Elmendorf also suggested changing the way Medicare reimburses providers to create incentives for reducing costs.
"Certain reforms of that sort are included in some of the packages," Elmendorf said. "But the changes that we have looked at so far do not represent the sort of fundamental change, the order of magnitude that would be necessary to offset the direct increase in federal health costs that would result from the insurance coverage proposals."
Senate Majority Leader Harry M. Reid (Nev.) dismissed Elmendorf's push for the benefits tax. "What he should do is maybe run for Congress," Reid said.
But Senate Finance Chairman Max Baucus (D-Mont.) expressed frustration that the tax on employer-funded benefits had fallen out of favor, in part because the White House opposes the idea. Critics of the proposal say it would target police and firefighters who receive generous benefits packages. And if the tax is trimmed to apply only to upper-income beneficiaries, it would lose its effectiveness as a cost-containment measure.

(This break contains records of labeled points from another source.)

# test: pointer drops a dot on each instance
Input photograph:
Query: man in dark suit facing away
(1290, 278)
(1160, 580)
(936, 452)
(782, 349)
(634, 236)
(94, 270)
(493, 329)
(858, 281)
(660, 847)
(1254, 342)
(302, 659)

"Basically the president is not helping," Baucus said. "He does not want the exclusion, and that's making it difficult."
But he added, "We are clearly going to find ways to bend the cost curve in the right direction, including provisions that will actually lower the rate of increase in health care costs."
Ideas under consideration include health-care delivery system reform; health insurance market reform; and empowering an independent agency to set Medicare reimbursement rates, an idea the White House is shopping aggressively on Capitol Hill.
But Baucus is not giving up on the benefits tax. "It is not off the table, there's still a lot of interest in it," Baucus said.